Despite the crackdown, other boiler rooms using the “Lloyds of London of Costa Rica” script continued to pop up like a game of whack-a-mole.
Following the 2006 arrests, another call center sprung up in the San José districts of Zapote and San Pedro.
In 2010, a man in Hawaii unidentified in court documents wired $210,000 to the fraud in Costa Rica after he was convinced to liquidate his retirement savings account to pay insurance fees on a non-existent $3 million prize scam run by Glen Adkins. Adkins, a U.S. citizen who operated a call center in San Pedro, was convicted in August 2013. He was sentenced to 300 months in prison and ordered to pay more than $2.4 million in restitution in November 2014.
Another call center owned by a 34-year-old dual U.S.-Costa Rican citizen named Geoffrey Alexander Ramer defrauded $1.88 million from hundreds of U.S. citizens between 2009 and December 2013, according to a press release from the U.S. Justice Department. Ramer pleaded guilty in September 2014.
Costa Rica’s friendly business climate for expats has been both good and bad, said Paul Chaves, a San José-based security analyst.
“Costa Rica is attractive to foreign criminals because the country is very friendly to the United States and it’s difficult to extradite someone,” the analyst said.

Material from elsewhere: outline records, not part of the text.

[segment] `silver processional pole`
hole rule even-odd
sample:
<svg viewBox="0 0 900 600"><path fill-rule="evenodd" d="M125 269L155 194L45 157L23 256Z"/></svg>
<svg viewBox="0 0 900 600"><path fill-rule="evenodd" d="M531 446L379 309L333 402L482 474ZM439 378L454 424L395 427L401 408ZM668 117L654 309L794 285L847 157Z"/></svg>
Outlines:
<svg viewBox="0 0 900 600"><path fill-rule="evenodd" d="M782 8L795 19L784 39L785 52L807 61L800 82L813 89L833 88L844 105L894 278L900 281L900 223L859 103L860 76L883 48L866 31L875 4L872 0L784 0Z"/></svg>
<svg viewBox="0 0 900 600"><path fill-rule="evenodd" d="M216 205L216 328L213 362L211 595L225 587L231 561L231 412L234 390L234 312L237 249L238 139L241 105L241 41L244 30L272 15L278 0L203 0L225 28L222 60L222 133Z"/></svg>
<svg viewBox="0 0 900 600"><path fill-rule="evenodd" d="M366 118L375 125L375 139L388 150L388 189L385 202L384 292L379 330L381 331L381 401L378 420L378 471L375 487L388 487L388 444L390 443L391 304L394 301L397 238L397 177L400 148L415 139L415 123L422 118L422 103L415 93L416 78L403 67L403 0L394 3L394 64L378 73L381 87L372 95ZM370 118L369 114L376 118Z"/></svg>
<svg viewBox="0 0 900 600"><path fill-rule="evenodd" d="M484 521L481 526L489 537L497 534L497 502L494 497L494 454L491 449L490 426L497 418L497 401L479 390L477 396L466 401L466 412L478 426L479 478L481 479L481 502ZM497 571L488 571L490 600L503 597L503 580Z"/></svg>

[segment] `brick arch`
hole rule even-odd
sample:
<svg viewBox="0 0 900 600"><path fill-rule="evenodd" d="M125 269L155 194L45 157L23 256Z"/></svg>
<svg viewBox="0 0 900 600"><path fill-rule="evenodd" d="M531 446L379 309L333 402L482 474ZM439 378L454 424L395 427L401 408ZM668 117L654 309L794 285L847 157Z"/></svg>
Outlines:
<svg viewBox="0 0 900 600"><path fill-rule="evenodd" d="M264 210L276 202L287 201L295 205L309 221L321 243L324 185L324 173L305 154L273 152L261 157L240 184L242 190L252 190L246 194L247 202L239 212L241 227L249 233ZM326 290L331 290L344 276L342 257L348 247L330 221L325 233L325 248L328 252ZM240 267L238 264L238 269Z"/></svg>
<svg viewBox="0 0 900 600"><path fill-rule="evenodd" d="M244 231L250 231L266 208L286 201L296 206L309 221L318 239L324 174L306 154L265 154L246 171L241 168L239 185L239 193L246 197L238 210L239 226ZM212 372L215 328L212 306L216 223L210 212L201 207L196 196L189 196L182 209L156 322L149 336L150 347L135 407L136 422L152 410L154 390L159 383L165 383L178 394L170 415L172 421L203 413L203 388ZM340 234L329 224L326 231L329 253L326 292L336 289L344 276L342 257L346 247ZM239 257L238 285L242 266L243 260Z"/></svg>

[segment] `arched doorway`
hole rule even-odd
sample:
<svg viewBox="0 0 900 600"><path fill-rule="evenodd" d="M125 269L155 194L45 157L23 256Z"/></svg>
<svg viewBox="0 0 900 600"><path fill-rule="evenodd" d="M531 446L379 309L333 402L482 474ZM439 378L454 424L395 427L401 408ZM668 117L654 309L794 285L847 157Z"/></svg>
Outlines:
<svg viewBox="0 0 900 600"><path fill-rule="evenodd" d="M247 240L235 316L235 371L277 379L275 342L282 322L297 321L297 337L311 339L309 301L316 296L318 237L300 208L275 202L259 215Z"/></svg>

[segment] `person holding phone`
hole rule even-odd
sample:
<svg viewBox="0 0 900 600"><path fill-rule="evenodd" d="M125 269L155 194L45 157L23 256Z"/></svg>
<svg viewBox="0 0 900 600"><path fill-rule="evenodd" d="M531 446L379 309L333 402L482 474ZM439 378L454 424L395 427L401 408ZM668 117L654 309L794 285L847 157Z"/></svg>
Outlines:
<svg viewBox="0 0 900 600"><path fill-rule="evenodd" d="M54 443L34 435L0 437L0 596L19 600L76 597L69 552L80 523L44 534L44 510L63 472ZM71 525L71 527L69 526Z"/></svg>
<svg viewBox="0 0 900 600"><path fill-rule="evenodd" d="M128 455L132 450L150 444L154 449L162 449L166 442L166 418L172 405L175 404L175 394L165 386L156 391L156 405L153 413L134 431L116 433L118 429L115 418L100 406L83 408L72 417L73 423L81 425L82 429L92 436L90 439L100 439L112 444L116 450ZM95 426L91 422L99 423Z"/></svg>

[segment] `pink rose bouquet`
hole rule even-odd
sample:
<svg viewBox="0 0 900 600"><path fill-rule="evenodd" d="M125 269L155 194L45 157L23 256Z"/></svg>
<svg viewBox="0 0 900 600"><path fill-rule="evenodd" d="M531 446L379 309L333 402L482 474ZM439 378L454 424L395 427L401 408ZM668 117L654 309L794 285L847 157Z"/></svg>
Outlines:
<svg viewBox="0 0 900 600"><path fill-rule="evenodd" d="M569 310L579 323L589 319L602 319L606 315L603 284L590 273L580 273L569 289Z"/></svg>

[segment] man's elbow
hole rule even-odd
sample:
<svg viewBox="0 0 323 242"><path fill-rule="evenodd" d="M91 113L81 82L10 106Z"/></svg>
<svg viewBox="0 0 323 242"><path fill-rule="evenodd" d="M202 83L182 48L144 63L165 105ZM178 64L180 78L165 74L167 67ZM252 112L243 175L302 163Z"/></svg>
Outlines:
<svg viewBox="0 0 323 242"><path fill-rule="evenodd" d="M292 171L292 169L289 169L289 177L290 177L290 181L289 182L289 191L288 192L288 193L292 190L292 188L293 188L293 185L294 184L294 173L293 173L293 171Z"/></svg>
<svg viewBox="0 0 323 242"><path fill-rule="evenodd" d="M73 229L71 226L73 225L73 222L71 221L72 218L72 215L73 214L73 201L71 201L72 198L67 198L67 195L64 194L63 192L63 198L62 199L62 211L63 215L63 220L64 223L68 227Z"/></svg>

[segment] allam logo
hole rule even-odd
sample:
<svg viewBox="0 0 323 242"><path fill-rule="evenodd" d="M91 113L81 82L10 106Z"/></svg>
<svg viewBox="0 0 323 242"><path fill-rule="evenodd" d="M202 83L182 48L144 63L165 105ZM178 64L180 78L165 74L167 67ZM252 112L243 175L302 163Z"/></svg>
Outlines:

During many of the years these scams operated in Costa Rica, the country was on an OECD blacklist for money laundering due to its opaque financial disclosure laws. The country was also home to many illegal sports book call centers and the world’s largest alleged money laundering operation, Liberty Reserve, which was shut down in May 2013.
The scammers in the Lloyd’s of London scheme knew what they were up to but Chaves said the large number of call centers helped to hide criminal enterprises. Ticos working for sportsbooks, for example — which are legal in Costa Rica but not in the United States — could be working for a criminal call center and not know it.
But this might be changing. Chaves said there is pressure from the Untied States to crack down on money laundering and illegal sports books. Also, locals might be less likely to sign up to work for dodgy call centers because of how they can be shut down at any time. Chaves said that Costa Ricans looking to work in call centers were more likely to opt for stable, legal employment than risking involvement with boiler rooms or other illegal call centers.
In this climate, Chaves said it appeared that these kinds of boiler rooms were on their way out.
Said Chaves: “These guys aren’t afraid of Costa Rican laws. They’re afraid of Uncle Sam.”